The authors reviewed safety and efficacy results of four trials utilizing three gene transfer strategies: intracoronary delivery of adeno-associated virus type 1 encoding sarcoplasmic reticulum Ca2+-ATPase (AAV1.SERCA2a; CUPID 1 and CUPID 2); endocardial injection of a plasmid encoding stromal cell-derived factor-1 (pSDF-; STOP-HF; and intracoronary delivery of adenovirus-5 encoding human adenylyl cyclase type 6 (Ad5.hAC6).

Results of the AC6 clinical trial indicate that, through a one-time administration, AC6 gene transfer safely increased heart function beyond optimal heart failure therapy. This Phase 2 trial was funded by the National Institutes of Health (NIH), the Gene Therapy Resource Program and Renova Therapeutics, via an NIH public-private partnership.

“With safety results indistinguishable from placebo, we can confidently advance our gene transfer clinical trials,” says Dr. Jack W. Reich, CEO and Co-founder of Renova Therapeutics. “The potential therapeutic value of gene transfer in heart failure patients is tremendous.”

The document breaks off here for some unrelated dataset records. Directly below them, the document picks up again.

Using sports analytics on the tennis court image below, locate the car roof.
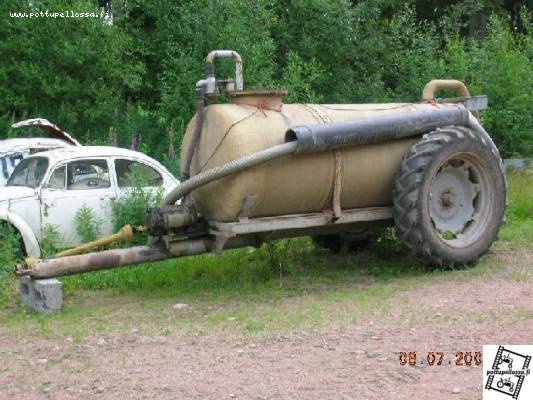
[27,146,172,175]
[11,118,81,146]
[0,138,72,156]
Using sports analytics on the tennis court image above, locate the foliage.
[0,0,533,158]
[0,221,22,309]
[39,224,65,257]
[74,203,102,243]
[113,179,163,243]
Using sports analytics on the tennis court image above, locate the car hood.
[0,186,35,202]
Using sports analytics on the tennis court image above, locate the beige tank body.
[181,96,445,222]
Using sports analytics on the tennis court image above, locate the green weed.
[74,203,102,243]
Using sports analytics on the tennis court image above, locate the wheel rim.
[429,153,492,248]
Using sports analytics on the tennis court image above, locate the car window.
[48,165,66,190]
[7,157,48,188]
[67,160,110,190]
[115,159,163,187]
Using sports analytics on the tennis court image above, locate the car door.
[41,157,116,247]
[114,158,164,198]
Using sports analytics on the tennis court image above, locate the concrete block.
[20,276,63,313]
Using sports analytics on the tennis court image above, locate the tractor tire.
[393,126,507,268]
[313,230,373,253]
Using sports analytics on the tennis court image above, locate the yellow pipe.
[55,225,134,257]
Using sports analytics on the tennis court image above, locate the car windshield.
[6,157,48,188]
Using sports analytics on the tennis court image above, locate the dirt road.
[0,252,533,400]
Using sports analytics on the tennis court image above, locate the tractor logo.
[483,346,533,400]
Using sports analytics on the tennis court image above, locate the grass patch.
[0,172,533,341]
[500,171,533,248]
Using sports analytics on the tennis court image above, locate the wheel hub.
[430,161,479,237]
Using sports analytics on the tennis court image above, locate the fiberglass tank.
[181,91,454,222]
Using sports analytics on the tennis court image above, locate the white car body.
[0,146,179,257]
[0,118,81,187]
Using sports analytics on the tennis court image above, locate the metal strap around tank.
[304,104,342,219]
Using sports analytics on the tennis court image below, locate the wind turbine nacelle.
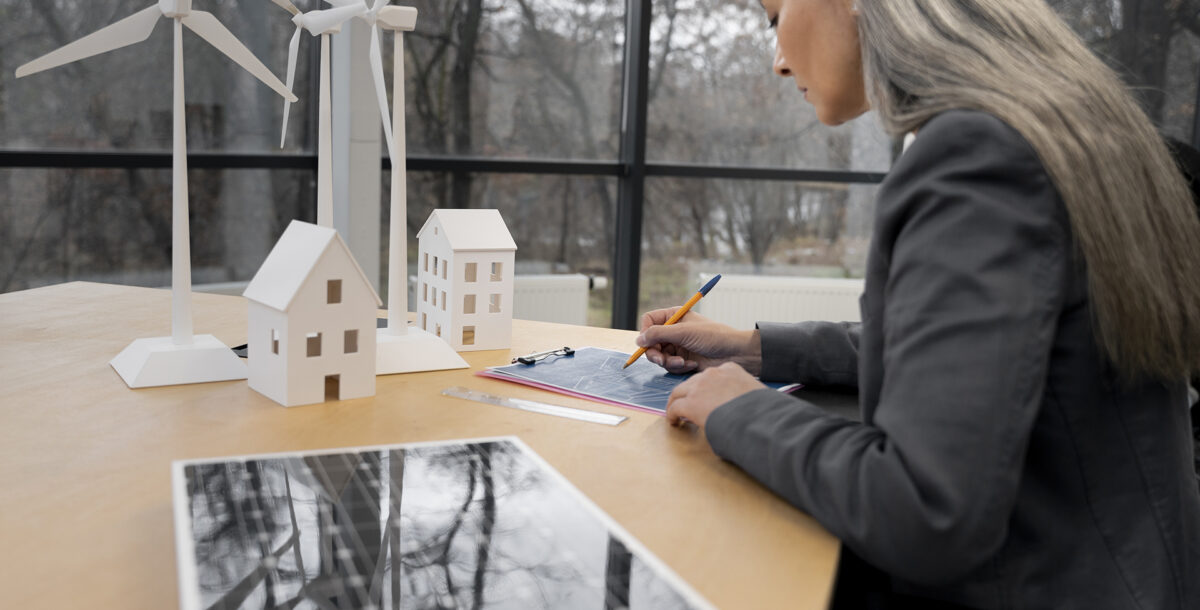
[158,0,192,17]
[378,6,416,31]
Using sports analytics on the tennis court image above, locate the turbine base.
[376,327,469,375]
[108,335,247,388]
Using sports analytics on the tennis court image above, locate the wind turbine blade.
[280,26,302,148]
[371,25,403,162]
[181,11,296,102]
[271,0,300,14]
[300,0,367,36]
[17,5,162,78]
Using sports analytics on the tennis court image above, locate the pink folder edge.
[475,369,804,417]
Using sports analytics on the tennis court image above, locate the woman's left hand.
[667,363,766,430]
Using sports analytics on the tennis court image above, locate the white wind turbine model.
[271,0,392,227]
[371,7,467,375]
[17,0,295,388]
[272,0,468,375]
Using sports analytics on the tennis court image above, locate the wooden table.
[0,282,839,609]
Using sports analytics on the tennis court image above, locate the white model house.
[416,210,517,352]
[244,221,383,407]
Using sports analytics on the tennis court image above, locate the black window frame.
[7,0,1200,330]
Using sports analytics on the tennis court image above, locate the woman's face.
[762,0,868,125]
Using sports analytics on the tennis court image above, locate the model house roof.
[242,220,383,311]
[416,210,517,252]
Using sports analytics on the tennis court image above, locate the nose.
[773,44,792,77]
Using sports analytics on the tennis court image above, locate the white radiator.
[696,274,863,329]
[512,274,589,327]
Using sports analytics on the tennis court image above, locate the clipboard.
[475,347,800,415]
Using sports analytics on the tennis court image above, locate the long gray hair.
[858,0,1200,381]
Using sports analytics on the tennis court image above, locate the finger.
[641,306,679,330]
[660,355,697,375]
[667,391,688,427]
[637,324,694,347]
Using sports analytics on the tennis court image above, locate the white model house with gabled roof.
[416,210,517,352]
[244,221,383,407]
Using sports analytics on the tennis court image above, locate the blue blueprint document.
[480,347,798,414]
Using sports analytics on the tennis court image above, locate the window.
[9,0,1200,340]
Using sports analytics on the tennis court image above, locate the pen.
[622,274,721,369]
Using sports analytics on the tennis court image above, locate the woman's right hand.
[637,307,762,375]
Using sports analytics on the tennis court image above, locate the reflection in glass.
[646,0,892,172]
[176,441,707,610]
[0,0,317,153]
[0,168,316,293]
[638,178,878,311]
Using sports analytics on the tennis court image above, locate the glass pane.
[379,172,617,327]
[0,169,316,292]
[1049,0,1200,142]
[398,0,625,159]
[646,0,892,172]
[0,0,319,153]
[638,178,878,312]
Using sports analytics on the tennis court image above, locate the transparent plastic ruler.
[442,385,629,426]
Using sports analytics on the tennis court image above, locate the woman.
[638,0,1200,609]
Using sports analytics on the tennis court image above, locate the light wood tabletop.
[0,282,839,609]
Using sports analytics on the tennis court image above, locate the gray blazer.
[707,110,1200,610]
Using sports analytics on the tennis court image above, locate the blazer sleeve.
[707,113,1070,585]
[758,322,862,388]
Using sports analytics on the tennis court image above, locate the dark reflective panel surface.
[175,441,707,610]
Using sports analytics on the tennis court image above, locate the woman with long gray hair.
[638,0,1200,609]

Renova Therapeutics will conduct a randomized, placebo-controlled, double-blind multicenter Phase 3 trial of intracoronary delivery of Ad5.hAC6 (known as RT-100) to evaluate safety and efficacy. The primary efficacy endpoint will be heart failure hospitalization rate 12 months after randomization. This pivotal trial is expected to commence this year at 60 medical centers in the United States.

About heart failure
Heart failure is a chronic disease characterized by the inability of the heart to pump sufficient blood to meet the body’s demands. It is a progressive and fatal chronic condition, and symptoms worsen over time. Heart failure afflicts more than 28 million people globally and is the only cardiovascular disease that is increasing in prevalence. In the United States, it is the most common cause for emergency hospital admissions in patients 65 and older.


References:

  • Dr. William F Penny and Dr. H. Kirk Hammond. Randomized Clinical Trials of Gene Transfer for Heart Failure with Reduced Ejection Fraction. Human Gene Therapy. March 2017, ahead of print. doi:10.1089/hum.2016.166.
  • Go AS, Mozaffarian D, Roger VL, et al. Heart disease and stroke statistics–2013 update: a report from the American Heart Association. Circulation. 2013;127:e6–e245.